A new vegan cookbook with a concept similar to 30 Minute Meals? Fifteen-year-old Food-Network-obsessed me was instantly drawn to this book, but then it really sealed the deal with its opening photo of whole vegetable tempura. Fifteen minute tempura after a long day of work? We’ll see.
Like most vegan books, it opens with why we cook vegan and what staples to consider for your pantry and kitchen tools. But what makes this book special is that it immediately goes into how to cook in 15 minutes in terms of workflow/overall planning, because that’s really what quick cooking is all about.
The look and feel of the recipes included are so high end for only taking 15 minutes. It gives speed tips throughout to help with individual recipes. The recipes and ingredient lists are refreshingly short and easy to follow. The design and photography are really high quality. The recipes are written from a British perspective, so they may say courgette instead of zucchini - but the measurements are in amounts Americans can easily understand. (Like cups and teaspoons.)
The range of recipes is nice, mostly American style that are very vegetable-centric. The desserts skew to the British side - scones, puddings, flapjacks - but they’re all easy enough (and tasty-looking) that you want to try them out.
It’s not particularly health-focused like a lot of newer vegan cookbooks - they include standard granulated sugar as ingredient instead of, say, coconut nectar or stevia. Or they just say “coconut yogurt” instead of just including a homemade version. Not everyone has time to make every single thing from scratch, and that’s part of the point of this book. For us, we like that mix of easy-to-find ingredients alongside more specialty books - so this is a plus from our perspective. Especially for new vegans, this might be a great thing to ease you into a more whole foods lifestyle.

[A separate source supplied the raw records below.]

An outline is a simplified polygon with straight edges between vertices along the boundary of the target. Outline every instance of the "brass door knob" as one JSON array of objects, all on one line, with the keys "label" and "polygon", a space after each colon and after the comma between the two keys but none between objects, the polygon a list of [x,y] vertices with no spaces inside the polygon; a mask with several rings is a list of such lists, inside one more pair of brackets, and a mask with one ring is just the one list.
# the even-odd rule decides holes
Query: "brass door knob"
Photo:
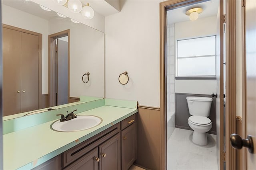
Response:
[{"label": "brass door knob", "polygon": [[100,158],[95,158],[95,160],[98,162],[100,162]]}]

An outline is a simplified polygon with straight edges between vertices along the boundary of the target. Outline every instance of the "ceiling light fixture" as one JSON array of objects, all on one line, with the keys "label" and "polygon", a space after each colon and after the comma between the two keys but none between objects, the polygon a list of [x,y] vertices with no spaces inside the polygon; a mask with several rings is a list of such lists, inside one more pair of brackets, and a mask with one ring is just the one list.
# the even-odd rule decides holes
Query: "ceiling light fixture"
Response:
[{"label": "ceiling light fixture", "polygon": [[87,3],[86,6],[83,7],[81,13],[84,18],[87,20],[90,20],[94,16],[93,9],[90,6],[89,3]]},{"label": "ceiling light fixture", "polygon": [[191,21],[195,21],[198,18],[199,14],[203,12],[203,9],[200,8],[195,8],[188,10],[186,14],[189,16],[189,19]]},{"label": "ceiling light fixture", "polygon": [[61,14],[60,14],[58,12],[56,12],[56,13],[57,13],[57,15],[59,16],[59,17],[60,17],[61,18],[67,18],[67,17],[65,16],[64,15],[62,15]]},{"label": "ceiling light fixture", "polygon": [[72,18],[70,18],[70,20],[71,20],[71,21],[72,22],[74,22],[74,23],[79,23],[79,22],[78,22],[77,21],[75,20],[73,20]]},{"label": "ceiling light fixture", "polygon": [[46,11],[51,11],[51,10],[50,10],[49,8],[47,8],[46,7],[45,7],[44,6],[42,6],[41,5],[39,5],[39,6],[40,6],[40,7],[41,7],[41,8],[42,9],[44,10],[45,10]]},{"label": "ceiling light fixture", "polygon": [[52,0],[54,2],[57,3],[59,5],[63,5],[67,2],[67,0]]},{"label": "ceiling light fixture", "polygon": [[79,0],[69,0],[68,8],[74,13],[78,13],[82,10],[82,3]]}]

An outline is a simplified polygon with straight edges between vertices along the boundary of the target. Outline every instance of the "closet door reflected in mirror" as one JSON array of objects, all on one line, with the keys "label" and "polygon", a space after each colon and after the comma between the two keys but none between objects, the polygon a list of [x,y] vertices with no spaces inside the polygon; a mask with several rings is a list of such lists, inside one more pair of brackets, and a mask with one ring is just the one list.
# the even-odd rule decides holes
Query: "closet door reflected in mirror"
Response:
[{"label": "closet door reflected in mirror", "polygon": [[4,116],[40,107],[39,34],[25,31],[3,28]]}]

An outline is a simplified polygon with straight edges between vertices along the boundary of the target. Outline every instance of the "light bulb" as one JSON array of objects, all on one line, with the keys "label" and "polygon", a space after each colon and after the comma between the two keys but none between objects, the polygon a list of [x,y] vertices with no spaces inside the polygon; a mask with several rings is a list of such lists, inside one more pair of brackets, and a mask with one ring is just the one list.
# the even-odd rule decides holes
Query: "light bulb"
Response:
[{"label": "light bulb", "polygon": [[41,8],[42,9],[44,10],[45,10],[46,11],[51,11],[51,10],[50,10],[49,8],[47,8],[46,7],[45,7],[44,6],[42,6],[41,5],[39,5],[39,6],[40,6],[40,7],[41,7]]},{"label": "light bulb", "polygon": [[189,19],[191,21],[195,21],[197,20],[198,18],[198,13],[196,11],[191,12],[191,14],[189,15]]},{"label": "light bulb", "polygon": [[67,2],[67,0],[52,0],[54,2],[60,5],[63,5]]},{"label": "light bulb", "polygon": [[69,0],[68,7],[74,13],[78,13],[81,11],[82,7],[81,1],[79,0]]},{"label": "light bulb", "polygon": [[60,17],[61,17],[61,18],[67,18],[67,17],[65,16],[64,15],[62,15],[61,14],[58,13],[58,12],[56,12],[56,13],[57,13],[58,15]]},{"label": "light bulb", "polygon": [[72,19],[72,18],[70,18],[70,20],[71,20],[71,21],[73,22],[74,22],[74,23],[79,23],[79,22],[78,22],[77,21],[76,21]]},{"label": "light bulb", "polygon": [[82,15],[87,20],[90,20],[94,16],[94,12],[93,9],[87,4],[86,6],[83,7],[81,12]]}]

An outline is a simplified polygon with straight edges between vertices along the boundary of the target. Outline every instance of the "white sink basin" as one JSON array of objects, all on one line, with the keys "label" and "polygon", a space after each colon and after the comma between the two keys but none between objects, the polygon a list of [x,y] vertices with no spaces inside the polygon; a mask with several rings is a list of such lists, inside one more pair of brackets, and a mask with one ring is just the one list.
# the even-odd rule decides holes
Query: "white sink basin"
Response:
[{"label": "white sink basin", "polygon": [[67,121],[60,122],[58,120],[51,125],[50,128],[58,131],[73,132],[91,128],[99,125],[102,121],[102,119],[98,117],[81,115]]}]

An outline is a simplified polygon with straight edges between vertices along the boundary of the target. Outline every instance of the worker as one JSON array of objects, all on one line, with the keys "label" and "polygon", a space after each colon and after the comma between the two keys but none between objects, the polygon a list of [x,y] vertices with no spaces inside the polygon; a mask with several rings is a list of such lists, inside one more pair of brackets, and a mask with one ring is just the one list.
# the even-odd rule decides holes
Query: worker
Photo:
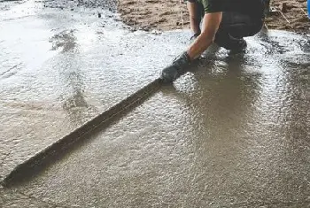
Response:
[{"label": "worker", "polygon": [[161,72],[161,79],[176,80],[213,42],[232,53],[244,52],[244,37],[254,35],[263,26],[264,1],[187,0],[193,42]]}]

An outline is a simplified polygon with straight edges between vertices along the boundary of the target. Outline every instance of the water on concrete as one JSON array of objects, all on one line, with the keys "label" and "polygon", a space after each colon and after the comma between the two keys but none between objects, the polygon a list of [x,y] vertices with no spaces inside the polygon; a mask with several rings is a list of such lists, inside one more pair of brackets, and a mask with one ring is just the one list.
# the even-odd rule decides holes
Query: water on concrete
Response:
[{"label": "water on concrete", "polygon": [[244,55],[206,53],[13,190],[68,207],[309,207],[308,38],[272,31]]},{"label": "water on concrete", "polygon": [[0,178],[157,78],[190,35],[132,33],[69,3],[0,3]]}]

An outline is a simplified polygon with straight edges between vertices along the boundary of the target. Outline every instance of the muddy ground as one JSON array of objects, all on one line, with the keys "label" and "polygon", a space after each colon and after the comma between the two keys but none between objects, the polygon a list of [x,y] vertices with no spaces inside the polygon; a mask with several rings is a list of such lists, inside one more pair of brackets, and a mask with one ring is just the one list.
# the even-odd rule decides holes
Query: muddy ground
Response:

My biggest pet peeve, though, happens in this book: not every recipe has a photo to go with it. Yes, there are tons of photos. But the two biggest factors that will get me to try a recipe are 1) a great photo and 2) an ingredient list that I might already have in my pantry & fridge. Luckily, this book is full of the latter, so it’s totally not a dealbreaker. It’s just a little thing that might put this lower on our favorites list than another book with a photo for every single recipe.
This book, though, would be the perfect addition to any kitchen where the cook (ahem, you and I) has very little time, or needs help with workflow or meal preparation. If you’re looking for a well thought out book filled with simple, quick-to-make recipes, 15 Minute Vegan is definitely for you. And yes, the 15 minute tempura works!
we also tried this smoky chickpea soup - it was so flavorful and quick to put together, and made enough for dinner and lunch the next day for two of us.
and we had to try a dessert recipe! there were more than a few microwave desserts in this book - we don't have a microwave, so I just put it in the oven at 350°F and baked it til golden, and it worked perfectly. a single-serving dessert is always necessary, and this one would be perfect with a scoop of ice cream.
where to get it
who this book is for
new vegans & busy vegans who want quick, healthy, whole-food meals
the best part
pretending to be on The Great British Baking Show while making the desserts
no, but seriously: the simple tips she gives to help you get faster in the kitchen
sticky nutmeg and date palmiers
sweet jacket potatoes with yoghurt, pomegranate, and toasted walnuts
mushroom and ale stroganoff
chocolate cherry mug brownie
caramelized red onion houmous
15 minute satay noodles
Recipe excerpted with permission from 15 Minute Vegan by Katy Beskow, published by Quadrille.
If you’re a lover of peanut butter, this bowl of creamy noodles is designed for you. With the perfect balance of heat, salt, and bitters, you’ll have this on your table before you can run out to grab a hot box!
For the sauce
4 tablespoons smooth peanut butter
2 teaspoons dark soy sauce
1 teaspoon dried chilli flakes
juice of 1 unwaxed lime
For the noodles
1 tablespoon sunflower oil
handful of sugar snap peas, halved
1 small carrot, finely sliced
2 spring onions (scallions), chopped
2 packs of soft ready-to-wok noodles (egg free)
2 teaspoons white sesame seeds
small handful of fresh coriander (cilantro)
1 red chilli, deseeded and finely sliced
To make the sauce, whisk together the peanut butter, soy sauce, and chilli flakes along with 200ml (7fl oz/scant 1 cup) cold water in a bowl. Whisk in the lime juice to form a smooth paste.
For the noodles, heat the oil in a wok over a high heat. When the oil is hot, throw in the vegetables and stir-fry for 1–2 minutes. Separate the soft noodles and add them to the wok. Pour in the peanut sauce and stir-fry for a further minute.
Sprinkle over the sesame seeds, coriander, and chilli. Serve immediately.